Mientras que ella caminaba solitaria y sin ningún tipo de guardias para protegerla, ella podía imaginarse a sus Valquirias Reales asaltando el palacio. Mientras que la galería de pilares ennegrecidos por la oscuridad no reverberaba más sonido que el de sus tacones, ella podía oír los congojados gritos de histeria y los disparos de la invasión palatina.

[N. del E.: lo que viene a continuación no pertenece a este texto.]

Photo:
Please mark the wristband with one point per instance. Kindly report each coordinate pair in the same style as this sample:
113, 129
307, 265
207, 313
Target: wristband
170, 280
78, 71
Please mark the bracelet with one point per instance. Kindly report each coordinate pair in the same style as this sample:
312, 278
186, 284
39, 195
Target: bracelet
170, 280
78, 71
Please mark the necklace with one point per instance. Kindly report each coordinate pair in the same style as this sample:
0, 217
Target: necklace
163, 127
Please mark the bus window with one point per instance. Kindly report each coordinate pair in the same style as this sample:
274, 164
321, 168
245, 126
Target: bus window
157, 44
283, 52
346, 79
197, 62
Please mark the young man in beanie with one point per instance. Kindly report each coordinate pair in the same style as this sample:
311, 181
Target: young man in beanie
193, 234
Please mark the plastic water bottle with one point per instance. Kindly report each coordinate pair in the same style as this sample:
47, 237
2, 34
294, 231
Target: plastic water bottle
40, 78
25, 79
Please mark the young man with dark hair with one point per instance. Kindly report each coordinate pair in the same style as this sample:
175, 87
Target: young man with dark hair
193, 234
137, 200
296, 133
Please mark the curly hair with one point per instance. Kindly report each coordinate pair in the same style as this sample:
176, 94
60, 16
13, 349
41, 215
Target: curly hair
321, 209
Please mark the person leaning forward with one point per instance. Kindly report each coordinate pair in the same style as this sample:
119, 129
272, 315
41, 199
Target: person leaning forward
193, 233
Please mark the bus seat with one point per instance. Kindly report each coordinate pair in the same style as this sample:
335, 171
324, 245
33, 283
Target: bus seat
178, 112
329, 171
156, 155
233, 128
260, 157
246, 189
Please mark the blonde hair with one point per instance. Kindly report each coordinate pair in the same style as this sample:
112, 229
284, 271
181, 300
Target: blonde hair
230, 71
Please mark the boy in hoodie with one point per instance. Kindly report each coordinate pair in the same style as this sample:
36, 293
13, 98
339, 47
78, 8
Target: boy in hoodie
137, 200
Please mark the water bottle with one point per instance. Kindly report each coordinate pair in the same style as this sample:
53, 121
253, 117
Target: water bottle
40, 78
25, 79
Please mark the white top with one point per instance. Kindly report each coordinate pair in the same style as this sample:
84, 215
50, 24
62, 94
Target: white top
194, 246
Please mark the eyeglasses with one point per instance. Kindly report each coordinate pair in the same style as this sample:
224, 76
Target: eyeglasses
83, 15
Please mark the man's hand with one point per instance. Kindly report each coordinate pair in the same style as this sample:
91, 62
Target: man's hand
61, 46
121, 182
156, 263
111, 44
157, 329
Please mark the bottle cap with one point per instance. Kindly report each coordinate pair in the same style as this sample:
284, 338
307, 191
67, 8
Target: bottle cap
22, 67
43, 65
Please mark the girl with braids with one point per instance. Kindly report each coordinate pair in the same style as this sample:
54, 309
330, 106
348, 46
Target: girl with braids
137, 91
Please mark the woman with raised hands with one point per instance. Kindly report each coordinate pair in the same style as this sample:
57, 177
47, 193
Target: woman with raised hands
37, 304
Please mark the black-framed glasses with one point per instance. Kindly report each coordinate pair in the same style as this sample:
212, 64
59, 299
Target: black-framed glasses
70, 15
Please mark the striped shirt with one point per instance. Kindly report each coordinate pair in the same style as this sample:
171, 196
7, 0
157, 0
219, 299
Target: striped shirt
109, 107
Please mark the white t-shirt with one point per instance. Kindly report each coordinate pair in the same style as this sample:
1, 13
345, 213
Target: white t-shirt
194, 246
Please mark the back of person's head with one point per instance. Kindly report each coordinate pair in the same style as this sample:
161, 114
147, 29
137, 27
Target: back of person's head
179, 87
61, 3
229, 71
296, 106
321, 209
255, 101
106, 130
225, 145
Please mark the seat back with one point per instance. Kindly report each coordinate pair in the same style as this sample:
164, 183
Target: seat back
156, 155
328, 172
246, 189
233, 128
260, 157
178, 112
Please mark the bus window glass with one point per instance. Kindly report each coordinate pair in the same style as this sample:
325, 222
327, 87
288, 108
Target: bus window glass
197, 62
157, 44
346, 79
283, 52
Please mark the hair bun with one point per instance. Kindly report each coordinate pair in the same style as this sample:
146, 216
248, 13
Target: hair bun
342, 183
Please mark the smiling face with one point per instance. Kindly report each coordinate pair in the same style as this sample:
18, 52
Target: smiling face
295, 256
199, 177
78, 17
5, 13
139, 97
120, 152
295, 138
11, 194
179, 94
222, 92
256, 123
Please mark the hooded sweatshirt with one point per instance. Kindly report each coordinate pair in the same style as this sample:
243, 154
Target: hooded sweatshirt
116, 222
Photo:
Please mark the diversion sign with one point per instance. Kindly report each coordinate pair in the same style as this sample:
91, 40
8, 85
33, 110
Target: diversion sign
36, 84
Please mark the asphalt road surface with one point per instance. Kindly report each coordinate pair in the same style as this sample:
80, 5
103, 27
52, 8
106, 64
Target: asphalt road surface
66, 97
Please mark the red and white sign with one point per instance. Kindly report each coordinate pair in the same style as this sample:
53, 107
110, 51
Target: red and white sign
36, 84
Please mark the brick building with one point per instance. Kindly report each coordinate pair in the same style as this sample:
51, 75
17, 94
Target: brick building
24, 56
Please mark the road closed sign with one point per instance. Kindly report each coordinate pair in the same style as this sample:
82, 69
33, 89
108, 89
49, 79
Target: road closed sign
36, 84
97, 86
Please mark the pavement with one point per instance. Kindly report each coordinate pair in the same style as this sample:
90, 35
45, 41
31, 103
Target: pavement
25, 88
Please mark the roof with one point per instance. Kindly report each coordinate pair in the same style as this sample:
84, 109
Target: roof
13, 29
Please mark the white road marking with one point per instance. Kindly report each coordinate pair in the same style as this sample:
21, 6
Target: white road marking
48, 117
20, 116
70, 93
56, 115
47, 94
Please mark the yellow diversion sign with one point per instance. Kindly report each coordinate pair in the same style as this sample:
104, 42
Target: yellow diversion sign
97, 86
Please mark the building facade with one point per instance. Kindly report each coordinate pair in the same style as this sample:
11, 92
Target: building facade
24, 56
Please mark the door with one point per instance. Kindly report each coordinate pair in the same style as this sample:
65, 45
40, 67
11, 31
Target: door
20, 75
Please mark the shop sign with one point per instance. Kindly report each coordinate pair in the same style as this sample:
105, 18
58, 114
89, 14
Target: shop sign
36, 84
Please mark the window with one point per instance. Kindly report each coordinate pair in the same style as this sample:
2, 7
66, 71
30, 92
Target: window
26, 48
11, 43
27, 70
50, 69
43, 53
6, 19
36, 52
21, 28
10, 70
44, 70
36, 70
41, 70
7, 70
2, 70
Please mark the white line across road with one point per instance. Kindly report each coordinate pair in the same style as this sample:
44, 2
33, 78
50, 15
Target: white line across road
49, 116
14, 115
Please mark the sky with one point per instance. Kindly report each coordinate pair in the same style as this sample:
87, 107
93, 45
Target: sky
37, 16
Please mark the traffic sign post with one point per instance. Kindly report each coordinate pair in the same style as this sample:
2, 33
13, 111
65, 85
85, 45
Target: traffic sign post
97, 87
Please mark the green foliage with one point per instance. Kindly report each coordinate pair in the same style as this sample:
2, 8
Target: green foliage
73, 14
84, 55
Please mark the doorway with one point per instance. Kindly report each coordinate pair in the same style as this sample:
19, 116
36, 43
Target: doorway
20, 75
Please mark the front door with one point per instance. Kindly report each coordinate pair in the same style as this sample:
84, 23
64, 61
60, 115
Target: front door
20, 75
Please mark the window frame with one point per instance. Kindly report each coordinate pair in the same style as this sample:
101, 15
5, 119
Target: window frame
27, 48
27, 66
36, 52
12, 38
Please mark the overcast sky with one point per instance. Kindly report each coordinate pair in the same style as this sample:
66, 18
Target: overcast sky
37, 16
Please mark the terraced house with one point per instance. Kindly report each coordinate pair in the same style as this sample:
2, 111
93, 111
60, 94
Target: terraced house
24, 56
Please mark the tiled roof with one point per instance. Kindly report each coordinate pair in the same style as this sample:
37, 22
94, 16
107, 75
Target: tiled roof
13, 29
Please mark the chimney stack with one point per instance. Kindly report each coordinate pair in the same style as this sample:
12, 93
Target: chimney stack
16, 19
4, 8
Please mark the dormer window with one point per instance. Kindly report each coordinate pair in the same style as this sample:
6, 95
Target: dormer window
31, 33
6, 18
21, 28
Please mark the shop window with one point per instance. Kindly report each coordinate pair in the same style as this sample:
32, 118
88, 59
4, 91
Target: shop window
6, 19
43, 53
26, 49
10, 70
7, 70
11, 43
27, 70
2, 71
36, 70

Mientras que la estancia no producía más sensación que un vacío en el corazón de los hombres, en el de esta semidiosa, en el de esta Reina Valquiria... lo que había era una gran intrepidez y resolución por cumplir con el legado de su linaje.

Brunhilde Freyadóttir caminó por el pasillo que daba el acceso más directo hacia la sala de la Conferencia de Urd. Justo en ese instante la pared se convierte en ventanal con pilares embebidos a sus zócalos, y la Reina fue bañada con el elixir maldito de las luces bermejas que producían los rayos del Estigma de Lucífugo. Brunhilde se detuvo unos instantes y giró la cabeza, apreciando el eclipse eterno de aquel sol matutino mientras que, por las paredes y los techos, escuchaba con más intensidad el ajetreo del asalto.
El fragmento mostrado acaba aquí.